All posts edited by Madeline Ricchiuto.

Friday, March 1, 2013

Trans Expulsion in California Raises Many Questions

It has come into the public eye recently that a California school, California Baptist University (CBU), expelled a student because she is transgender. As is usually the case, it may not be a simple as that but that certainly seems to be the case.

Domaine Javier
In early 2011 Domaine Javier, was accepted to CBU's nursing program and was receiving two scholarships. In April 2011 Domaine appeared on an episode of MTV's "True Life" titled, "I'm Passing as Someone I'm Not" (the name of the episodes is an issues in and of itself) and revealed that she is transgender.

Apparently the school discovered Javier on this show while conducting a 'background check'. I am skeptical of this but it seems to be an accepted fact. As a result of this discovery CBU sent Javier a letter  accusing her of fraud because she had identified herself as female when asked her gender on her application. A few months later Javier was expelled.

This situation raises many questions about official questions of gender (ie college applications), religious affiliated institutions, and other private organizations. A suit has been filed by Javier and her attorney claiming that CBU violated Javier's rights under California's Unruh Civil Rights Act.

This can be a tricky argument as previously the California courts have held that admissions offices of schools are not covered by the act. "Although the fact the School is nonprofit is not controlling, this does mean it should not be deemed a business unless it has some significant resemblance to an ordinary for-profit business." Doe v.

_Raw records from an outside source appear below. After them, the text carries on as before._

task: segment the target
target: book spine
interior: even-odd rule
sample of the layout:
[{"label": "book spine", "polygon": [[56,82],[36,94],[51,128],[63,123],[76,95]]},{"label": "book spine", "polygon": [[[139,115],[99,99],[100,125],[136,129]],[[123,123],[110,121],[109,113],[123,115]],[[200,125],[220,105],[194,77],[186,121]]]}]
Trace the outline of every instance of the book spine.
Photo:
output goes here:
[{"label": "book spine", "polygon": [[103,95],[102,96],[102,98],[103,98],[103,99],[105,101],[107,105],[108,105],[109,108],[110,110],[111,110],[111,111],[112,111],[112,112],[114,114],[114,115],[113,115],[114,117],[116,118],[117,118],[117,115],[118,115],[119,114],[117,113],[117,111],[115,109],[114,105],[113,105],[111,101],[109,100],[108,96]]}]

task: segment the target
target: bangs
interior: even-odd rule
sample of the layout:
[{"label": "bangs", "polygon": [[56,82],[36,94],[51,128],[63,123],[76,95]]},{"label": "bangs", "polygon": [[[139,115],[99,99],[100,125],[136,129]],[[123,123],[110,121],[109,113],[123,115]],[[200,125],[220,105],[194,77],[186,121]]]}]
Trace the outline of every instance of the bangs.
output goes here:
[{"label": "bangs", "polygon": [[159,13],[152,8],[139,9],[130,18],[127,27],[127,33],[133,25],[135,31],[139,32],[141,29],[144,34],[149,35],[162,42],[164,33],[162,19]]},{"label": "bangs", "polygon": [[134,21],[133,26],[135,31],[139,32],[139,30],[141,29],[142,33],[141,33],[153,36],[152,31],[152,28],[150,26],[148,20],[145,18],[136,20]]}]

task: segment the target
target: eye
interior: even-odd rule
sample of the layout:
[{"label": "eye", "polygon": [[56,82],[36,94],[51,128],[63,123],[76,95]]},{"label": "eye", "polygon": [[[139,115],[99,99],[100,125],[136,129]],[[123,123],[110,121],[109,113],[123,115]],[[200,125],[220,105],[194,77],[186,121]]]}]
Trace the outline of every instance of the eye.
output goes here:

California Lutheran High School Ass'n, 170 Cal.App.4th 828 (2009). This has been reiterated by Jim Wood, a senior pro bono counsel for the San Francisco-based Transgender Law Center.

Javier's attorney, civil rights attorney Paul Southwick, had a response to the law above. Southwick claims, "California Baptist University is open to the public, regardless of religious belief. CBU also does not have a policy regarding transgender people or gender identity issues....She followed all of CBU’s rules and did not violate any university policies, so she should be treated like any other student.”

Southwick contends that despite the schools religious affiliation it serves a public function and is open to all the public and therefore it is covered under the Unruh Act. “We’re not talking about a private seminary or Bible college. Just because Cal Baptist is a religiously affiliated institution doesn’t give it a right to discriminate,” he says.

Southwick raises an interesting point. Do religious bodies reserve the right to discriminate? And if they do why is that the case? One could say its because of their right to religious freedom but I don't see that as a valid justification. Effectively by saying that you are prioritizing religious right above another right. What makes it 'more important' than a person's right to not be discriminated against? It seems more sensible to say that your right to religious freedom ends where my right to not be discriminated against begins. That way neither is infringing upon the other. Using that line of reasoning though would seem to undermine many positions and practices of religious organizations, which seems to worry many people.

Suzanne Goldberg
Another question that seems to rise from this is the idea of official documents asking for a person's gender. Many applications both school and other official bodies use the terms 'male' and 'female' to describe gender, and only have those two options. This is problematic as it is a prime example of law and official practice not keeping up with the current academic authorities on such topics. You can read more on my view of this here.

In addition to this Suzanne Goldberg, a professor at Columbia Law School who specializes in sexuality and gender law, speculates that this could be a difficult case for the university to defend. She theorizes it could be difficult because the school has no official policies regarding transgender students. She notes it seems to set up a Catch-22 for transgender students. Goldberg states, "There is no indication from these facts that the student intended to misrepresent herself or her identity to the school...In fact, as the complaint points out, to represent herself as male would have also created the appearance of fraud. It's a we-win-you-lose framework."